In an effort to summarise the law, the High Court (Humphreys J) confirmed that, in order for summary judgment to be granted, each limb of the following four-part test must be met.

1. The plaintiff’s claim must be sufficiently pleaded and particularised

A plaintiff must provide sufficient particulars of the amount being claimed to allow a defendant to contest the sum, if necessary, and to allow the Court to reach a determination. This particularisation may be done directly in the pleading or affidavit itself, or indirectly by referring to another document which contains the required level of information.

Where interest or other charges are being claimed, the pleadings must specify how the sum due was calculated and the basis for the charge. It is insufficient to state that the defendant was aware of these charges having been regularly provided with statements of account, if either the statements of account are not exhibited in the pleadings or, where they have been provided, do not contain sufficient information.

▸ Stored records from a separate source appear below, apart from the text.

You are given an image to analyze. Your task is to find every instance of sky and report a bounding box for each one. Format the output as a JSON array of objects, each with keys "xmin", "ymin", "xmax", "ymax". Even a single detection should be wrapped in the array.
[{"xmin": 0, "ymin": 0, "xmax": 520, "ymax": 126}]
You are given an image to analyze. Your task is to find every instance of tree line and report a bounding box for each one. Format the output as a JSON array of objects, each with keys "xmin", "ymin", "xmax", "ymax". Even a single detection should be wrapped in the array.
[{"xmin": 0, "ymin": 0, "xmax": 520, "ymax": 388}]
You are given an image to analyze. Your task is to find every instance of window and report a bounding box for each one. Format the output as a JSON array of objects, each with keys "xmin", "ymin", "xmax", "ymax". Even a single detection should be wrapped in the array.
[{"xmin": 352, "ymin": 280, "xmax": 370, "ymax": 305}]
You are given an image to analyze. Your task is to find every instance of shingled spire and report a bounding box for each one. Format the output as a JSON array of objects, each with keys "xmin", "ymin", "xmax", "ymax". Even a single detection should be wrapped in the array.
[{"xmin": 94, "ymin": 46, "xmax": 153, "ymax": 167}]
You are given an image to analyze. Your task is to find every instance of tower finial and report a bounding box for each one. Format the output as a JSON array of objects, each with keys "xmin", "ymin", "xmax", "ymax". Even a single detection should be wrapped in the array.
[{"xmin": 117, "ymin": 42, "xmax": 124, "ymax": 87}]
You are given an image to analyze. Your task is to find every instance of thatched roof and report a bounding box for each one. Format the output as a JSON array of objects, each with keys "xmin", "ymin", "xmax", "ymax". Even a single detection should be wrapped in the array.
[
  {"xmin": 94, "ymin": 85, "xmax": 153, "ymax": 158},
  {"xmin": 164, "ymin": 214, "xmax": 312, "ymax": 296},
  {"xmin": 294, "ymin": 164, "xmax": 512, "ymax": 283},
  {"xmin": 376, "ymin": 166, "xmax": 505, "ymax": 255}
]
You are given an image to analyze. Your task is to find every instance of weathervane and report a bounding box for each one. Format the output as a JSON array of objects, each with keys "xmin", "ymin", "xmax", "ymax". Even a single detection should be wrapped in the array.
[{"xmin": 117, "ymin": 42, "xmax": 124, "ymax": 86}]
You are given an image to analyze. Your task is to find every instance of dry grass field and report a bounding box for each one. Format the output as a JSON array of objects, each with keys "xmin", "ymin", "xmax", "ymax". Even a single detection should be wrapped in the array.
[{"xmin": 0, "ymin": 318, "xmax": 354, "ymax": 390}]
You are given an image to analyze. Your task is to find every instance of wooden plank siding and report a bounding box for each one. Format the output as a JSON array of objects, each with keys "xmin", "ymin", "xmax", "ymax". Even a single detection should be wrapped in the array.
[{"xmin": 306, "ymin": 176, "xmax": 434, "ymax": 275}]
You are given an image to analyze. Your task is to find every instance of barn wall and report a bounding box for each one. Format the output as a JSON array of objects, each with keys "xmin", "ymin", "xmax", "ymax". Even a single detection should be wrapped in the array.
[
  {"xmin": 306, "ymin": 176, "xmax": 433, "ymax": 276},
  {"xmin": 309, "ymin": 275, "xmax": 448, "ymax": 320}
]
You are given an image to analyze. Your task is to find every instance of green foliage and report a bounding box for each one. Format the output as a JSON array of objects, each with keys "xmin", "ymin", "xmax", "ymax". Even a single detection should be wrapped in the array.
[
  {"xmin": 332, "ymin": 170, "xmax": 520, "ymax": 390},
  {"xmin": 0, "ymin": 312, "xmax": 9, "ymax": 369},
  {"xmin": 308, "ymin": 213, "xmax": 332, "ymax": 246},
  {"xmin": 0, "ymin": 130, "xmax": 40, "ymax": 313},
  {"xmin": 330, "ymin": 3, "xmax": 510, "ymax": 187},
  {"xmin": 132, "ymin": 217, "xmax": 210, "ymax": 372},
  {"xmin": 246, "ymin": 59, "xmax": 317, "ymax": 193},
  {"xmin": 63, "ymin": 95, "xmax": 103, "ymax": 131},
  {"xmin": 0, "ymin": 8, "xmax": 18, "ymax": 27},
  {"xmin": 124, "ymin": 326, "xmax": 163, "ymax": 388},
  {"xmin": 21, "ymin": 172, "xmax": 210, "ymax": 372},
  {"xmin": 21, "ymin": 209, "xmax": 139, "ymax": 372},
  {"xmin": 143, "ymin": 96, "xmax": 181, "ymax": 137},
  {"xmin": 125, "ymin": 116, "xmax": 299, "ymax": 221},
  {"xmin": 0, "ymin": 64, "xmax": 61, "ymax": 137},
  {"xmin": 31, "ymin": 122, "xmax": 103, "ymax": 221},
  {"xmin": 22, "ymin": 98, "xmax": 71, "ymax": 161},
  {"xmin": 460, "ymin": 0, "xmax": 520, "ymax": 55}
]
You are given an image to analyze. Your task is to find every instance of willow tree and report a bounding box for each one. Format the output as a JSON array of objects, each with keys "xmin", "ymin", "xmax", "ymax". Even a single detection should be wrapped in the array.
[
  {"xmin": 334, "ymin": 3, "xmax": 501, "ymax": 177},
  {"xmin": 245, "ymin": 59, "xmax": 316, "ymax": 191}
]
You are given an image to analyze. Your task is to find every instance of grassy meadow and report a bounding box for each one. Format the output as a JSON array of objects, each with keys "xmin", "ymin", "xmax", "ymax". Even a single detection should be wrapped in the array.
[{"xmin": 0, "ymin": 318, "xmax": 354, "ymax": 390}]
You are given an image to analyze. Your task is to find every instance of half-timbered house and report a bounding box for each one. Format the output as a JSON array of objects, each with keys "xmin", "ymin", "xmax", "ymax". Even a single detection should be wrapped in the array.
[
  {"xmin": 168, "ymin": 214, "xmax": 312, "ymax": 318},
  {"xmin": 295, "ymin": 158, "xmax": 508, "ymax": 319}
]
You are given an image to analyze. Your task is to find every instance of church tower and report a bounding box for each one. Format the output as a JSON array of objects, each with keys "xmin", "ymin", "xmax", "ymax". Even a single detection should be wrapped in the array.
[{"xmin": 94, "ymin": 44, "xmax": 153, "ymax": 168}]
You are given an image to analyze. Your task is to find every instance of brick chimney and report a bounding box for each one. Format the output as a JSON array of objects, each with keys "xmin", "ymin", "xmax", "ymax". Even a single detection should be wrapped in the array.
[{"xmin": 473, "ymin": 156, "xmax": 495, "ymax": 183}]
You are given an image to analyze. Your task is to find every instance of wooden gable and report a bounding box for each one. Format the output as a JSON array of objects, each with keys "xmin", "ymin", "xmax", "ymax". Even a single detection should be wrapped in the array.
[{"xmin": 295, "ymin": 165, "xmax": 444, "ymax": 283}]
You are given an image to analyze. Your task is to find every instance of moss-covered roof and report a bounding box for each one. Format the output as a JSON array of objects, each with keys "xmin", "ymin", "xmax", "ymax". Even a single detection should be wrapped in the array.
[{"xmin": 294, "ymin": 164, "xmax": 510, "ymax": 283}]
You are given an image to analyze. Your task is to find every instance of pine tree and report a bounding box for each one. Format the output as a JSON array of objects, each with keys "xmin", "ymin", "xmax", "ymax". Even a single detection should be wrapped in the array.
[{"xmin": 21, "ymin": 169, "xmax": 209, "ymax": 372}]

2. The plaintiff must adduce evidence establishing a prima facie case

It is insufficient for a plaintiff to baldly assert that they have a prima facie case; they must provide, and refer to, the evidence that demonstrates that there is, in fact, a prima facie case.

3. If there is a prima facie case, the Court must inquire whether there is a fair and reasonable probability of the defendant having a real or bona fide defence

The Court did not consider this limb of the test in much detail, but noted that it essentially involves an inquiry into whether the defence put forward is credible.

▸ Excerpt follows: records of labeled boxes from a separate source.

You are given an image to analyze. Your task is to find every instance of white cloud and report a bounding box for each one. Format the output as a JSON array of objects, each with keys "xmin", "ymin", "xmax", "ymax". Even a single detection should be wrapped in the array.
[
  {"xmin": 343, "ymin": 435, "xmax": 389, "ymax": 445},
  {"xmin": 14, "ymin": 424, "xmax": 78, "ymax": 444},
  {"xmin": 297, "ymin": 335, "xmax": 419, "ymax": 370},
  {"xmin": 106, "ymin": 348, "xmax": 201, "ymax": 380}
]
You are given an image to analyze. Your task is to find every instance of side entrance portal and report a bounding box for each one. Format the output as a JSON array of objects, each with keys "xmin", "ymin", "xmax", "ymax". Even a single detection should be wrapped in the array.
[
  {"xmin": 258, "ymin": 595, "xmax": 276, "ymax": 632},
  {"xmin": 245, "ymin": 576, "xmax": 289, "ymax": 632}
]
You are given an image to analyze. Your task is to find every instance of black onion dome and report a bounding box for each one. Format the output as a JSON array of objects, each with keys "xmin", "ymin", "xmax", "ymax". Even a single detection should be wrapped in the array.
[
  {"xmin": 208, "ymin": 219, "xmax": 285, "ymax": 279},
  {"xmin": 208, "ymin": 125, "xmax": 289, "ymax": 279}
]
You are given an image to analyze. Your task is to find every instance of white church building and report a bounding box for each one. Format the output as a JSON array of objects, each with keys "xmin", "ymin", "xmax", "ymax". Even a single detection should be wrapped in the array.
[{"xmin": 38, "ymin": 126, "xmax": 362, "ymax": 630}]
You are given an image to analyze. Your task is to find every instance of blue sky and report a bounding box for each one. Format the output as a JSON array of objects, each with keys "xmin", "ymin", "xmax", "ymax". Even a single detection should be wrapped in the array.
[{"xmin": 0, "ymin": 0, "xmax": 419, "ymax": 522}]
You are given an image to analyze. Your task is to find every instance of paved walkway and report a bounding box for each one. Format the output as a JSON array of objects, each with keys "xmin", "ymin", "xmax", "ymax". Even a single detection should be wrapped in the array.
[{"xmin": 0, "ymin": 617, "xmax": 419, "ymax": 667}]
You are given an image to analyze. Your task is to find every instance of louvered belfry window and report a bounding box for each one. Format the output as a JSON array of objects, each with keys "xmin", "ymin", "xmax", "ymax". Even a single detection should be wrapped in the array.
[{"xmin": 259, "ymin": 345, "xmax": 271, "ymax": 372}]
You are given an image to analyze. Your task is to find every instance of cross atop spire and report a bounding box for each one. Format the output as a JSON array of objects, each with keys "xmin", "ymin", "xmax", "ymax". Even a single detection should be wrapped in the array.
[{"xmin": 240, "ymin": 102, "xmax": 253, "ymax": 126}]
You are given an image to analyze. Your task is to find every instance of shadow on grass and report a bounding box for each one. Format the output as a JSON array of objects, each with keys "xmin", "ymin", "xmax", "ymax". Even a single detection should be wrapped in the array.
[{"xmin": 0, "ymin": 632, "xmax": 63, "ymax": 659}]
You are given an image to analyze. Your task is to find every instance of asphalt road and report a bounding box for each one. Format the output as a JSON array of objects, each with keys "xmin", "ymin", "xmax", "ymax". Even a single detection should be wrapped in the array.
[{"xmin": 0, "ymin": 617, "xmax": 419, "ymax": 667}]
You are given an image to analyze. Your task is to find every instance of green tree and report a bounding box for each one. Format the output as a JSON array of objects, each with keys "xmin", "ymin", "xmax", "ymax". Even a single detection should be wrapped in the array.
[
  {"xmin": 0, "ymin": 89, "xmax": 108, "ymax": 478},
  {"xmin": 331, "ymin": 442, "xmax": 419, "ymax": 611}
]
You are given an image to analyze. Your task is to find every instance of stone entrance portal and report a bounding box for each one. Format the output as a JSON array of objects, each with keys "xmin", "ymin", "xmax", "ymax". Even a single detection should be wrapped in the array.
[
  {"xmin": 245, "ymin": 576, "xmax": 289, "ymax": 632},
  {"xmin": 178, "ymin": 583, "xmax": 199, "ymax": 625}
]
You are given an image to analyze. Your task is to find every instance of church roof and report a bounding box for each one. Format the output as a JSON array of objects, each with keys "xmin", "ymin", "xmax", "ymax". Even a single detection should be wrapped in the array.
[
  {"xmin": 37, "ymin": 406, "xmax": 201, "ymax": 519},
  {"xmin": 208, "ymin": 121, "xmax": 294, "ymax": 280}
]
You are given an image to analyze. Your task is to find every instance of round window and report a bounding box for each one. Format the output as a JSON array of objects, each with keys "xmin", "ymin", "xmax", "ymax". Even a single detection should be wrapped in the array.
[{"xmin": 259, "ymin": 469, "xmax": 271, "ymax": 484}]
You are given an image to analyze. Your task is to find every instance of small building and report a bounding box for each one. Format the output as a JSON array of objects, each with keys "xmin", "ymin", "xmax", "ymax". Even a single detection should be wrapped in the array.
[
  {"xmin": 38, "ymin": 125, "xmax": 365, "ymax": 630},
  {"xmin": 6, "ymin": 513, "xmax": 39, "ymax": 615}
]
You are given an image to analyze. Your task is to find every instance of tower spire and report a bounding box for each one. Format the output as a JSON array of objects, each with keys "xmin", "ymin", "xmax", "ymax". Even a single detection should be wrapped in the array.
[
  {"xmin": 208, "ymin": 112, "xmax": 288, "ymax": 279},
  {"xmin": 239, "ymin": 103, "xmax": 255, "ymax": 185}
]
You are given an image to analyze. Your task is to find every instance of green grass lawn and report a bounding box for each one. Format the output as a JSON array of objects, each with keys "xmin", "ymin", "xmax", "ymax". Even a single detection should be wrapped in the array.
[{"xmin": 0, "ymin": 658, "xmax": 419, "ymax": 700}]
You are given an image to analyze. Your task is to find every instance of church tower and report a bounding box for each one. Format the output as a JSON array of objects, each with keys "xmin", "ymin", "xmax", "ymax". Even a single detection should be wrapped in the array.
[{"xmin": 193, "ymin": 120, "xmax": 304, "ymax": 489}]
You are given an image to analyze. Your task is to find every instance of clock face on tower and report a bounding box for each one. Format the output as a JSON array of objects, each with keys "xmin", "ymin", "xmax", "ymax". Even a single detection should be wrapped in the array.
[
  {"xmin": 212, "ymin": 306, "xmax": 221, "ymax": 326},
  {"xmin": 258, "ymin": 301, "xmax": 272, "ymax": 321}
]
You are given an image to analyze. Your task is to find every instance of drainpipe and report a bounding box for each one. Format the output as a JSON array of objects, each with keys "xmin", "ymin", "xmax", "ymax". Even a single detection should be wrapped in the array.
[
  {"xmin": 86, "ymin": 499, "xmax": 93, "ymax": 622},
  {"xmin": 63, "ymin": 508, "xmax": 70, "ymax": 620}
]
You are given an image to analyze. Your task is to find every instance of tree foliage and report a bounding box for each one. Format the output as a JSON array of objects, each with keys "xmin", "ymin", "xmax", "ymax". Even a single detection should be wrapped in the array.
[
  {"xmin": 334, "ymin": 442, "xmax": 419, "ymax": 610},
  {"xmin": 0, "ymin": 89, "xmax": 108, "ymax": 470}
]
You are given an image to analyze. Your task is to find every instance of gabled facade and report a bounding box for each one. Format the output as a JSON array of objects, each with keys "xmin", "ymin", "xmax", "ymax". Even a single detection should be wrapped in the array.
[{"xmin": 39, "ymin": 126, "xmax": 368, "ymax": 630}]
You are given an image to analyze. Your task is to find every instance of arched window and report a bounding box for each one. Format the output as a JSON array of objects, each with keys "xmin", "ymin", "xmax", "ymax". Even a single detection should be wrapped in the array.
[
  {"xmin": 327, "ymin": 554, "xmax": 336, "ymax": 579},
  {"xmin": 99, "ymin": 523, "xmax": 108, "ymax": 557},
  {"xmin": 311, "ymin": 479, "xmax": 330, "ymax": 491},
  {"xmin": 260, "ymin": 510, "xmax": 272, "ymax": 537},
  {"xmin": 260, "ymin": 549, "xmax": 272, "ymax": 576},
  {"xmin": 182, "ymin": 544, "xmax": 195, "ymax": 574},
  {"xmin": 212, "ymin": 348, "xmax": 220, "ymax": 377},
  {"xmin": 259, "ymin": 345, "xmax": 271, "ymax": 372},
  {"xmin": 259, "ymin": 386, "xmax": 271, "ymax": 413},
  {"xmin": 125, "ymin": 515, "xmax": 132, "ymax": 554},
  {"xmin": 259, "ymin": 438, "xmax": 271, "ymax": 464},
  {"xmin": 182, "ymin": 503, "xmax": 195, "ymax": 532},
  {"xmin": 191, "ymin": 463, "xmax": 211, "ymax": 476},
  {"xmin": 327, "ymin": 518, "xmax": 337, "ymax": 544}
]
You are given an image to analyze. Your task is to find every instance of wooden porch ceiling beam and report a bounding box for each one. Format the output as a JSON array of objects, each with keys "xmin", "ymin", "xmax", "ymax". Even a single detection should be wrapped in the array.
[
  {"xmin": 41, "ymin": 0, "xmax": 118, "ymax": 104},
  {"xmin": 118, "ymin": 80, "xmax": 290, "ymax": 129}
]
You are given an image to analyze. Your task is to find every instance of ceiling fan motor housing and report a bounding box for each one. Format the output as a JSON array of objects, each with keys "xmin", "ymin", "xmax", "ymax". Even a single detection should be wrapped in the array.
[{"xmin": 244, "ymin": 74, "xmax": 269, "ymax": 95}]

4. If the defendant has such a defence, they must also show that it goes beyond mere assertion and is supported by evidence

If the defendant puts forward a defence, they must support that defence with evidence. For example, if the defendant alleges that an agreement was concluded with the plaintiff, or a predecessor in title of the plaintiff, which, if actually concluded, would prevent the plaintiff from obtaining judgment, the onus of proof is on the defendant to prove that such an agreement was concluded.

Conclusion

The Havbell decision provides some welcome clarification of the implications of the O’Malley decision on applications for summary judgment and summarises the hurdles a plaintiff will have to overcome in order to succeed. It is also a useful consideration of the law on applications to amend a summary summons.

Plaintiffs in both new and existing proceedings should ensure that they have sufficient documentation to evidence their claim and that this documentation is contained, or referred to, in the pleadings and affidavits grounding the application. On the other side, defendants are required to adequately support by way of evidence the defences to the application for judgment.